T cells are part of the immune system and attack and destroy cells within the body with any infection. They can recognise parts of HIV – antigens – on the outside of infected cells. In this patient, the T cell receptor protein seemed particularly good at recognising HIV antigens.
 

How they did it

The team isolated his receptor protein and then improved its ability to recognise HIV further by randomly mutating it. Treating patients will involve taking a blood sample and adding an engineered virus containing genes for the improved T cell receptor. The patient's own T cells then take up the genes and so are equipped with the improved receptor. These cells are then injected back into the patient. The result was a T cell receptor that binds to HIV 450 times more strongly. The study was published yesterday in Nature Medicine.

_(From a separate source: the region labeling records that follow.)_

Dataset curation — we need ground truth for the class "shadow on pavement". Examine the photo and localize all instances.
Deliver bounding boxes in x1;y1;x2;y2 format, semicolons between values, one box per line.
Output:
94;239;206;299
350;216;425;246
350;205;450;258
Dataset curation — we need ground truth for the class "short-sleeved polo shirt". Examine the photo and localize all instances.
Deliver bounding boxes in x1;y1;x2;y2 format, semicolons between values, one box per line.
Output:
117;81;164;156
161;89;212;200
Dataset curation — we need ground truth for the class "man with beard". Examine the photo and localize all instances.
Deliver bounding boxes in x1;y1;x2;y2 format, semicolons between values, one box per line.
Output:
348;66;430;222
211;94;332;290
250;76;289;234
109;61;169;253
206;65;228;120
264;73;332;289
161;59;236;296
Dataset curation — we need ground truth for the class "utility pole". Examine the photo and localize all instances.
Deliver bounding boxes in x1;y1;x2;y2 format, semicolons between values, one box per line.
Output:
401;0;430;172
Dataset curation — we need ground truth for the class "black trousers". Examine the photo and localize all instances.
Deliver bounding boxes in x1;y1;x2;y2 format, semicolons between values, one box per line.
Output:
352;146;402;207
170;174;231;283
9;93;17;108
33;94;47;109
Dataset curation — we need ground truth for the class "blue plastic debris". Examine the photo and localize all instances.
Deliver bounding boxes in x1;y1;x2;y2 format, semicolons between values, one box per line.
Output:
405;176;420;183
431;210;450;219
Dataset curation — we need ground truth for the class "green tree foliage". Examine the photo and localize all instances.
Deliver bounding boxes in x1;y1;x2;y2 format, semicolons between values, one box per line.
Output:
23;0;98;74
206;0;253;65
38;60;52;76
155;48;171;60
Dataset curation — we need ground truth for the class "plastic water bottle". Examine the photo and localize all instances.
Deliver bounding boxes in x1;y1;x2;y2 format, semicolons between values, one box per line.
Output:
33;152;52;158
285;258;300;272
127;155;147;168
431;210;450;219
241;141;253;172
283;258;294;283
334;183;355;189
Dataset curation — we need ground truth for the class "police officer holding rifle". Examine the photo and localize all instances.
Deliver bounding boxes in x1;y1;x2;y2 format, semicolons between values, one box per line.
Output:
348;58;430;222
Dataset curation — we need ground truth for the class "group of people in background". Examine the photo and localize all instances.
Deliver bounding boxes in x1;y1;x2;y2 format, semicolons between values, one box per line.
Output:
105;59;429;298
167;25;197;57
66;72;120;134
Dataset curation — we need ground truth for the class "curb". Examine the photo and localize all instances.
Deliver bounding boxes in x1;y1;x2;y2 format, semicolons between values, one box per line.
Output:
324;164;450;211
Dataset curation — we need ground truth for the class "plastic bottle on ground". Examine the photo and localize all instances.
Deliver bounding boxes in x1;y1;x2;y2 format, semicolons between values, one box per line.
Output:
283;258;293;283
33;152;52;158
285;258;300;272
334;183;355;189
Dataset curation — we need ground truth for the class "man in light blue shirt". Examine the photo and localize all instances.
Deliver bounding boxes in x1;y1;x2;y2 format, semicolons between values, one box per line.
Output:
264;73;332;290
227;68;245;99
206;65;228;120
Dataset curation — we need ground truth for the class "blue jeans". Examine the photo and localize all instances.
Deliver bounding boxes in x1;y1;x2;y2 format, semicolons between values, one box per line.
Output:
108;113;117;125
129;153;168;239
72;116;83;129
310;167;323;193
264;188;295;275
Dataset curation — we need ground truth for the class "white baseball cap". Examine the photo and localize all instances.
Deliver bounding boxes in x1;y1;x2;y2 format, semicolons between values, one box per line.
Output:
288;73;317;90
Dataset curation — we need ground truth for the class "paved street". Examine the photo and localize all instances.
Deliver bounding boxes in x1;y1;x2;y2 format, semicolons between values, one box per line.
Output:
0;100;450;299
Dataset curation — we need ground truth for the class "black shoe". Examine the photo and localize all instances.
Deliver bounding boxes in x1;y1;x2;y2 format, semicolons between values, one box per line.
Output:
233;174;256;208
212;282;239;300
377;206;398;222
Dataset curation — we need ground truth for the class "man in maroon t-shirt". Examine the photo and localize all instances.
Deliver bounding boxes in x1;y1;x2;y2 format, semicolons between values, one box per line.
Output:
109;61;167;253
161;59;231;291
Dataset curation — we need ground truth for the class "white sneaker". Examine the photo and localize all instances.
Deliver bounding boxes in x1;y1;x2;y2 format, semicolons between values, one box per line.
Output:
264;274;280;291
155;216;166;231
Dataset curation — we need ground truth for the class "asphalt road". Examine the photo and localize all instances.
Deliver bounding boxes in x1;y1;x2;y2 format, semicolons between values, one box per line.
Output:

"In the face of our engineered assassin cells, the virus will either die or be forced to change its disguises again, weakening itself along the way," said Prof Andy Sewell from Cardiff University.
"Because the immune cells work so much better when they have this modified antigen receptor they can eliminate the virus. And the mutants that normally escape detection are also recognised and eliminated," Jakobsen said. "That's not to say that will happen in patients. HIV is incredibly difficult to deal with. But it does give hope that it will do much more than the immune system does against the virus."

The search for a vaccine has not gone smoothly. Last year a major trial of an experimental vaccine developed by Merck was abandoned and during the summer work on another vaccine candidate was shelved.

The clinical trial of 35 patients next summer will take place at the University of Pennsylvania in Philadelphia. There have been many false dawns before and this is just the start of a long process before this potential method can be adopted more widely. This is a process that is highly complex requiring experts and laboratories. It is not going to be cheap either. However it does offer a prospect for some people with advanced HIV infection who may have few other choices.